SL withdrew from the port that year, shortly after the acquisition of PB Towage. In the intervening period SL’s work has been carried out under a commercial arrangement with Svitzer. The re-commencement also comes shortly after the sale of SL’s stake in Engage Towage, a joint venture company which was formed in 2018 to collaborate in harbour towage.

Port Botany operations will be carried out using four ASD tugs, able to service all vessel sizes calling in Port Botany and Kurnell, SL says. Crews have been recruited from internal transfers, ex-Engage Towage staff, as well as external hires. All crews are highly experienced harbour towage practitioners.

Fittingly the first vessel handled yesterday was geared containership Highland Chief, owned and operated by Swire Shipping, a long-term customer of SL’s.

SL MD Australia & PNG David Fethers said the Botany re-entry was an exciting time for the business. “Being back and operating from our regional headquarters in Port Botany signals a new era for harbour towage competition in Australia. We are looking forward to growing the business and servicing more customers in the port.

“Our investment in the Engage Towage JV has provided a platform for re-entry into this very competitive market. The decision to dissolve the JV has come following a period of divergence of interest between the shareholders of both organisations.”

DCN understands the end of the JV will see Engage Marine concentrate on Sydney Harbour while SL works Port Botany. It is believed SL is also planning re-entry to Brisbane in its own right, while the recent Towage Services Determination for the Port of Melbourne [29 February] involved the issuing of a non-exclusive licence to Svitzer. It also specified the current short-term deployment of a fifth tug be made permanent and a sixth tug introduced.
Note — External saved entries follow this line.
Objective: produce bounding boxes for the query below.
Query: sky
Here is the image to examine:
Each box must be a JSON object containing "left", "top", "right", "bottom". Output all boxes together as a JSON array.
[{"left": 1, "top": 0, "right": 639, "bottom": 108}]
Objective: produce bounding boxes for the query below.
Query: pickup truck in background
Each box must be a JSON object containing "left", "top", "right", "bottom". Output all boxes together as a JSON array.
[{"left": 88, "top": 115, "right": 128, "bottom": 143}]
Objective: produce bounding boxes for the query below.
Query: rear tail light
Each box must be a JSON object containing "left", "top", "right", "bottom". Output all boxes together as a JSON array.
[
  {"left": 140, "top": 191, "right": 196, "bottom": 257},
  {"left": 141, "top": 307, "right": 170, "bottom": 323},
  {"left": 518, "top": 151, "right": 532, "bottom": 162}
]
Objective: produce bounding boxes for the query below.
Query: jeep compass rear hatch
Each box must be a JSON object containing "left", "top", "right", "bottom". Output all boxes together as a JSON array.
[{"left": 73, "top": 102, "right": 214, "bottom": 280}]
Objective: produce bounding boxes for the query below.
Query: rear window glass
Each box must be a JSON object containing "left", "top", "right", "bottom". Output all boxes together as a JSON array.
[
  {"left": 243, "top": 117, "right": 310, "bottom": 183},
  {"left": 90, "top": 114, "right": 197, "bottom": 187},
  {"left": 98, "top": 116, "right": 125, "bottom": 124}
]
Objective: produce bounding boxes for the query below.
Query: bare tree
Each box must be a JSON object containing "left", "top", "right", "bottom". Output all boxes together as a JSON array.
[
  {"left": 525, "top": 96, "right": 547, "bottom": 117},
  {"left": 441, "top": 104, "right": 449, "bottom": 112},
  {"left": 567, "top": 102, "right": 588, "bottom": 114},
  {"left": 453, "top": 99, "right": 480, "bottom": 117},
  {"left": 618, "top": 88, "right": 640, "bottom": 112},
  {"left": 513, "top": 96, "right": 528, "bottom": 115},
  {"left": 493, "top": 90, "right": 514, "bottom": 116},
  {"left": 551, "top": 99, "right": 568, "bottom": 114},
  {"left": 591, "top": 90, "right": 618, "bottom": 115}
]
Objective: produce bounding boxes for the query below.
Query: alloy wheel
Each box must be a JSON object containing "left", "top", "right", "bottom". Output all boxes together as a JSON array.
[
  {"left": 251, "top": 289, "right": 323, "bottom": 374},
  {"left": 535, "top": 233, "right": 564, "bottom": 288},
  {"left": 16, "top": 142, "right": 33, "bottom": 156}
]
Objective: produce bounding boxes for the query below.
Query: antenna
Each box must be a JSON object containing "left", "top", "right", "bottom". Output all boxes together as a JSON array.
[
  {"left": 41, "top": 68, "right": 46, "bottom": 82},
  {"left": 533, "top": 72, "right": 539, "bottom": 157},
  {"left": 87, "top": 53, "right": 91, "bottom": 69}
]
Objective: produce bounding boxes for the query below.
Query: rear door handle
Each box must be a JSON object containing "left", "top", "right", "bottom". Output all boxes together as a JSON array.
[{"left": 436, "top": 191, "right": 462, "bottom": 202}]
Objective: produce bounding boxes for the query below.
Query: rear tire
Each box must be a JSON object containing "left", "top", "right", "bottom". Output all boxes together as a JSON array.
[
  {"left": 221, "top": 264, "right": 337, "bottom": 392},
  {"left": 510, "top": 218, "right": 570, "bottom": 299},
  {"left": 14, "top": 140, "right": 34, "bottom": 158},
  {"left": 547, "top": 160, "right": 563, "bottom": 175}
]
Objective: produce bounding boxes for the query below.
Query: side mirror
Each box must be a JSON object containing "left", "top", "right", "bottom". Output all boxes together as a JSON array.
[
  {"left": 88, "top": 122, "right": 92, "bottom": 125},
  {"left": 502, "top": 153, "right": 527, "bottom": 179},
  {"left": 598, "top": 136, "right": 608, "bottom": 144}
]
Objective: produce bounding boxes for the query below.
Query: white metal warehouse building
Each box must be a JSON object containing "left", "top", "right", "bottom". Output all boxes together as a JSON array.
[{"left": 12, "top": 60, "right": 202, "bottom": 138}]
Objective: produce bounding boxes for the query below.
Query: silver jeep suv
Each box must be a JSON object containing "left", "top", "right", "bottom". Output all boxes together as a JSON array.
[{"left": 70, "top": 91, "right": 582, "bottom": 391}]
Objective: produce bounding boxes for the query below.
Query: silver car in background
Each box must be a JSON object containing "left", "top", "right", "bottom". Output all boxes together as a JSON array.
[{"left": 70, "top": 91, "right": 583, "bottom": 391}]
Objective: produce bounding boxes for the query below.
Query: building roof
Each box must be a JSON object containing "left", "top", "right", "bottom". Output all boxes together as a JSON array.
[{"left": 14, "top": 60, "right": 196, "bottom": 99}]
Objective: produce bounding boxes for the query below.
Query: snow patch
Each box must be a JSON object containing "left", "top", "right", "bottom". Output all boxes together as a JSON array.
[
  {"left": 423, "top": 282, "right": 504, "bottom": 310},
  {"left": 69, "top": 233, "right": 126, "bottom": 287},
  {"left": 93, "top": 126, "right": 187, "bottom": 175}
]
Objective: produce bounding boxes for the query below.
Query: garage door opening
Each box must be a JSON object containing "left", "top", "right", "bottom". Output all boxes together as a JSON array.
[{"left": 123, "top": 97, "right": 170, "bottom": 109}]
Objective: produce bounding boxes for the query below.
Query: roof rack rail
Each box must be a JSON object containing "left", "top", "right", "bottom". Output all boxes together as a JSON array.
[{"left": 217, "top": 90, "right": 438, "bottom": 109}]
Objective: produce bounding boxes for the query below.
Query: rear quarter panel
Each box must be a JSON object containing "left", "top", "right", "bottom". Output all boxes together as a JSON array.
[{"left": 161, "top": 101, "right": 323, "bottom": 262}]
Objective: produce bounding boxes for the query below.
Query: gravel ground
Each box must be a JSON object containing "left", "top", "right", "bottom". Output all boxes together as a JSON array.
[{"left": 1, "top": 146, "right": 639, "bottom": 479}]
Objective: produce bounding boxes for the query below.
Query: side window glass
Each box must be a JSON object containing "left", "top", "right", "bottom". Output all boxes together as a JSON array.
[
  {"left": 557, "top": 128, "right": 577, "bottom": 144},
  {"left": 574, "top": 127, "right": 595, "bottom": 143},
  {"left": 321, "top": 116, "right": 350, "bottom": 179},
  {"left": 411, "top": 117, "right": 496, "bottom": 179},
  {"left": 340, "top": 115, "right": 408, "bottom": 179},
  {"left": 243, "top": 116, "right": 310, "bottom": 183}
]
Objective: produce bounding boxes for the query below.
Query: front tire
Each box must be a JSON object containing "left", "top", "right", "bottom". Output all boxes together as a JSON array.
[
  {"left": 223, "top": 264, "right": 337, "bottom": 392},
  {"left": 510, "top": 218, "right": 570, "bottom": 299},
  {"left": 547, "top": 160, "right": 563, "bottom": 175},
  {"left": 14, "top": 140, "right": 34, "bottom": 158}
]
SL currently supplies one of the five tugs under the Svitzer/SL service delivery arrangement.

In August 2015 the two companies entered an agreement that saw Svitzer provide service delivery on behalf of SL in the ports of Melbourne, Botany and Newcastle. Both parties maintained their own commercial activities and continued to compete in those ports. The agreement commenced in August 2015 and was due to expire mid-2018.

In November 2017, Svitzer and SL renewed the existing arrangement in the three ports by an additional two years until September 2020 and extended the arrangement to the Port of Brisbane before, in July 2020, again

extending by four years for the four ports until 31 August 2024. Under the extended agreement, Svitzer continued to charter six vessels from SL.

In 2023, the shareholders of Smit Lamnalco – Boskalis of The Netherlands and Saudi Arabia’s Rezayat Group – entered into a share purchase agreement for the sale of the business to Spain’s Boluda Towage. However, reports overseas suggest complications with asset ownership in Russia have stalled the transaction and Boskalis may end up buying out Rezayat instead.